Kurumların %78’i Yapay Zekâya Güveniyor: Yalnızca %40’ı Güvenilirliğe Yatırım Yapıyor
Kurumların %78’i yapay zekâya güveniyor, ancak yalnızca %40’ı güvenilirliğe yatırım yapıyor. Güven ve teknoloji dengesini keşfedin.
Dünya analitik lideri SAS’ın desteğiyle hazırlanan IDC Veri ve Yapay Zekâ Etki Raporu, kuruluşların yapay zekâya duyduğu güven ile bu güveni pekiştirecek kurumsal altyapılar arasındaki önemli farkı ortaya koydu. Araştırma, firmaların yapay zekâ sistemlerine duydukları güveni etik ve güvenli şekilde yönetmede gerekli hazırlıklara yeterince sahip olmadığını gösteriyor.
Yapay Zekâya Güven ve Altyapı Yatırımlarındaki Uçurum
Rapora göre, katılımcıların %78’i yapay zekâya tam güven duyduklarını belirtirken, sadece %40’lık bir kesim sistemlerin güvenilirliğini sağlamak amacıyla yönetişim, açıklanabilirlik ve etik yatırımlara önem veriyor. Bu fark, özellikle üretken yapay zekâ teknolojilerinin hızlı büyümesiyle belirginleşiyor.

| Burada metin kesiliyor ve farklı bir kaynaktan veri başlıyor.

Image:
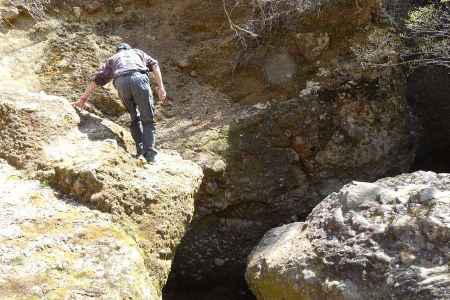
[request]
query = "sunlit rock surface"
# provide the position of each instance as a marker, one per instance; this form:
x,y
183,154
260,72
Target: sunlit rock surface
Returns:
x,y
51,247
384,240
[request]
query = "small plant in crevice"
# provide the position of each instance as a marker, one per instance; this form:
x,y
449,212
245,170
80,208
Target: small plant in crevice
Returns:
x,y
427,35
266,17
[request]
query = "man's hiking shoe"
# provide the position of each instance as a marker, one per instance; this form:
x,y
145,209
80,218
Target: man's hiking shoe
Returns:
x,y
150,157
138,154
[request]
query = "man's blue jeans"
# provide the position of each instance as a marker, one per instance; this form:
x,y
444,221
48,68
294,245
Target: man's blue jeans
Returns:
x,y
136,94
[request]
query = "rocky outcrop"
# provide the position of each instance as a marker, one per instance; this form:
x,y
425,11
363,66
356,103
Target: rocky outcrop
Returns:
x,y
86,158
53,248
384,240
281,158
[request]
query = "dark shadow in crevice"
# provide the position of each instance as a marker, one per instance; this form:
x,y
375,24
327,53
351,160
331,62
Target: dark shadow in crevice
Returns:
x,y
428,94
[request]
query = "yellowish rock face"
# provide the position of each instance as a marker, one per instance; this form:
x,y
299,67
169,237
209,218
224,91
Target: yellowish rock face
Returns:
x,y
53,248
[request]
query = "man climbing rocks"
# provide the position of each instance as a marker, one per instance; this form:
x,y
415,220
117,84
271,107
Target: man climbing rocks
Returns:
x,y
128,69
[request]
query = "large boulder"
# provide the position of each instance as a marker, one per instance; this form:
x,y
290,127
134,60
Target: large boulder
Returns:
x,y
384,240
53,248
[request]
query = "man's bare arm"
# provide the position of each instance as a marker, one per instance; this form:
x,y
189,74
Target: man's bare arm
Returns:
x,y
85,97
158,78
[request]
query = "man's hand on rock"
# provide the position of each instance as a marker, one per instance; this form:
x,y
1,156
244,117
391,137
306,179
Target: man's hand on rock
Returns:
x,y
162,94
81,103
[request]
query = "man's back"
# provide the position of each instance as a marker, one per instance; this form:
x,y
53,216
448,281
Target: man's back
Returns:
x,y
124,62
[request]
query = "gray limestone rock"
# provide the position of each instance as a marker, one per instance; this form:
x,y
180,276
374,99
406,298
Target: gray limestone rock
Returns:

Katılımcıların %48’i üretken yapay zekâya tam güven belirttiği halde geleneksel yapay zekâya olan güven oranı %18 seviyesinde kaldı.
Türkiye’nin Bölgesel Performansı
Küresel perspektifte güven ile yatırım arasındaki dengesizlik göze çarparken, META (Orta Doğu, Türkiye ve Afrika) bölgesinde Türkiye olumlu bir konum sergiliyor. Türkiye, güvenilirlik endeksinde en yüksek puan alan ülke olurken, etki skoru (3.30) ile küresel ortalamanın üzerine çıktı. Aynı zamanda, ‘güven ikilemi’ oranı %45 seviyesinde gerçekleşerek küresel ortalamaya (%46) yakın ve daha dengeli bir görünüm sundu.

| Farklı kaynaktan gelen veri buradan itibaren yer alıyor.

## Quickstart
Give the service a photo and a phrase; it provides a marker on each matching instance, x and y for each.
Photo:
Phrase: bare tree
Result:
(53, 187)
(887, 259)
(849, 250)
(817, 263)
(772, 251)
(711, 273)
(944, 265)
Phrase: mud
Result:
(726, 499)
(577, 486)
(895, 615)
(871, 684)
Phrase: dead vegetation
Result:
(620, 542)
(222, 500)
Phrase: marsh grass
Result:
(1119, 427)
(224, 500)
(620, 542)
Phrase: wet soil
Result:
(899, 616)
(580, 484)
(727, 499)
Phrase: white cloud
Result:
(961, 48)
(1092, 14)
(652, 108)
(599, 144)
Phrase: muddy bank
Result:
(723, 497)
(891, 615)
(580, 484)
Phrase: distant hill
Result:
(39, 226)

Güven Yatırımları Başarıyı Destekliyor
Raporda, yapay zekâ sistemlerini etik, şeffaf ve güvenli kılmak için gerekli uygulama ve teknolojilere yatırım yapan kuruluşların, projelerinde yatırım getirisini iki kat artırma olasılığının %60 daha yüksek olduğu belirtildi. Ayrıca, bu ‘güvenilir yapay zekâ liderleri’nin projeleri diğerlerine kıyasla %1,6 daha fazla başarı oranına ulaşıyor.
Yönetişim Kapsamında Değerlendirmeler
IDC Yapay Zekâ ve Otomasyon Uygulamaları Araştırma Direktörü Kathy Lange, yapay zekâ teknolojilerinde insan benzeri etkileşimin güven duygusunu yükselttiğini ancak bunun teknolojinin gerçek güvenilirliğiyle ilişkili olup olmadığının sorgulanması gerektiğini dile getirdi.

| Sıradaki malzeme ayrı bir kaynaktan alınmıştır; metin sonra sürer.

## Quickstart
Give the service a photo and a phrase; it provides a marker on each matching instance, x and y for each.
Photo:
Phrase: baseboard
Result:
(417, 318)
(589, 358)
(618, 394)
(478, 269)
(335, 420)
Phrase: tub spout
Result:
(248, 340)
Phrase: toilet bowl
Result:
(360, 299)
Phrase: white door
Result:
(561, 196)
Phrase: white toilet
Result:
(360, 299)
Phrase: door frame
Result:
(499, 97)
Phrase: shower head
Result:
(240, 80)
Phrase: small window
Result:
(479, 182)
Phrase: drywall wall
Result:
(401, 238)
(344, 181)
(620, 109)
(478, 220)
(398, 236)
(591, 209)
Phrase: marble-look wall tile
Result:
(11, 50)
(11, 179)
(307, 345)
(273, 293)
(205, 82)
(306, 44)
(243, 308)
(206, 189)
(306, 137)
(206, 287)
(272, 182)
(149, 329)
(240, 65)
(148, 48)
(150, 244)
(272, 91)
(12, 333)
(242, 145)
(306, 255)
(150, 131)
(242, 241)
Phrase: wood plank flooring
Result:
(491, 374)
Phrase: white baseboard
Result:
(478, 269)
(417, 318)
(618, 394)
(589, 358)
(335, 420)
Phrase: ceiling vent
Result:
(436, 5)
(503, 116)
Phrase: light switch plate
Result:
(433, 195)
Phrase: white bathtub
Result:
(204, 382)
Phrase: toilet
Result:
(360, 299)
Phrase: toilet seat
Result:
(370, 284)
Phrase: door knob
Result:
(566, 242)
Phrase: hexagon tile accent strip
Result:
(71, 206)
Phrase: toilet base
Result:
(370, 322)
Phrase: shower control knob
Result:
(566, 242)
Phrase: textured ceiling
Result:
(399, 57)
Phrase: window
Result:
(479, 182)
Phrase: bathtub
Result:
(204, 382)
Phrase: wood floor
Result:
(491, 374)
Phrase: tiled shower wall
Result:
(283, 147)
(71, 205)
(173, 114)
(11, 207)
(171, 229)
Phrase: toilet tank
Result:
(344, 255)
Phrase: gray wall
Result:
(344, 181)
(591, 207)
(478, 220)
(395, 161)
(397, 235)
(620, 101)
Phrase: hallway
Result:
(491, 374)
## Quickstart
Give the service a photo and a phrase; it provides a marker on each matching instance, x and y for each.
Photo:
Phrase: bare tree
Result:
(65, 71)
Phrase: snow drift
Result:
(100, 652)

Teknolojik ve Organizasyonel Engeller
Kurumların yalnızca %2’si yapay zekâ yönetişim çerçevesini önceliklendirmekte, %10’dan azı ise sorumlu yapay zekâ politikaları uygulamakta. Katılımcıların en önemli kaygıları arasında veri gizliliği (%62), şeffaflık ve açıklanabilirlik (%57) ve etik kullanımı (%56) yer alıyor. Bunun yanı sıra, zayıf veri altyapısı (%49), yetersiz veri yönetişimi (%44) ve organizasyonel yeterlilik eksikliği (%41) temel zorluklar arasında gösterildi. Özellikle yapılandırılmamış veriler kurum verilerinin %80’inden fazlasını oluştururken, yıllık %50-60 oranında büyüyor.
Sonuç ve Öneriler
Sezgisel olarak yapay zekâya duyulan güven kaçınılmazdır ancak bu güvenin sürdürülebilir ve katma değer sağlayan bir hale gelmesi, sağlam veri temeli, şeffaf yönetişim ve güvenilir teknolojik yaklaşımlarla mümkündür. Kurumların öncelikli olarak bu gereksinimleri karşılayacak altyapı yatırımlarını hızlandırmaları gerekmektedir.